CIP Friuli Venezia Giulia
07 ago 2017, 19:35

Ciclismo paralimpico, Michele Pittacolo al 30° titolo italiano

Trenta Maglie. Indossate una sopra l'altra. Con la calura estiva degli ultimi giorni lui le avrebbe indossate lo stesso. Tutte. Perchè per Michele Pittacolo, il corridore di Bertiolo, in provincia di Udine, il ciclismo è Perfezione e Rispetto. E anche domenica 8 agosto non è venuto meno nel seguire i suoi Comandamenti sportivi quando, a Toppo, ha vinto il Tricolore nel Campionato Italiano Paralimpico XC 2017. Il trentesimo appunto. La carriera agonistica di Michele è stata ritmata dagli Stop and Go della vita. Il può brusco stop è datato 12 Settembre 2007, quando, dalle strade d'allenamento, si è ritrovato in un letto d'ospedale. Ma anche durante la forzata ospitata in terapia intensiva lui non ha smesso di fare una delle cose per cui è nato. Pedalare. Riflesso incondizionato. Da disteso, nell'inconscio, è probabile che abbia ripercorso tutte le sue pedalate fino dal 1983 quando, con il Velo Club Latisana e poi dal 1989 quando è passato ai dilettanti. Fino al 1995 in sette anni di dilettante mette al collo 7 ori Due settimane di ricordi belli, ci piace pensare. E poi il risveglio. E, come da sua natura, non poteva essere un risveglio da passista.

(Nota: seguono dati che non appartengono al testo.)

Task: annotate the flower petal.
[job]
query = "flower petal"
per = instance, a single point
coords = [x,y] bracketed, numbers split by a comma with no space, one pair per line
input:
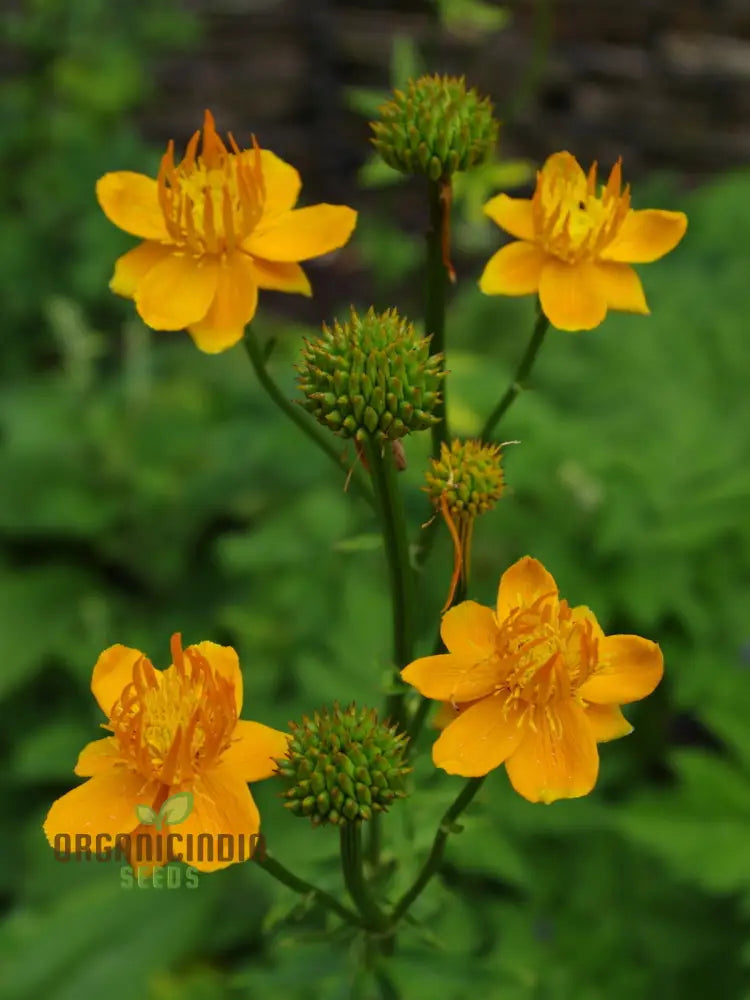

Infatti si reinventa ma non si trasforma. E' un velocista. A luglio 2009 sposa le Tre Gocce, simbolo del Comitato Paralimpico, Italiano. E perfezione e rispetto per le due ruote lo portano a scalare quel Mondo nel Mondo. Non si lascia sfuggire il podio alle Paralimpiadi di Londra 2012. Anche qui lo stop, a pochi minuti dall'inizio dell'appuntamento con la Storia. I giudici gli dicono che la sua bicicletta è troppo leggera. La porta al peso giusto come può. Catena sotto il tubolare della sella. Il go è da brividi. Parte e si "scatena" in gara agguantando la Medaglia di Bronzo.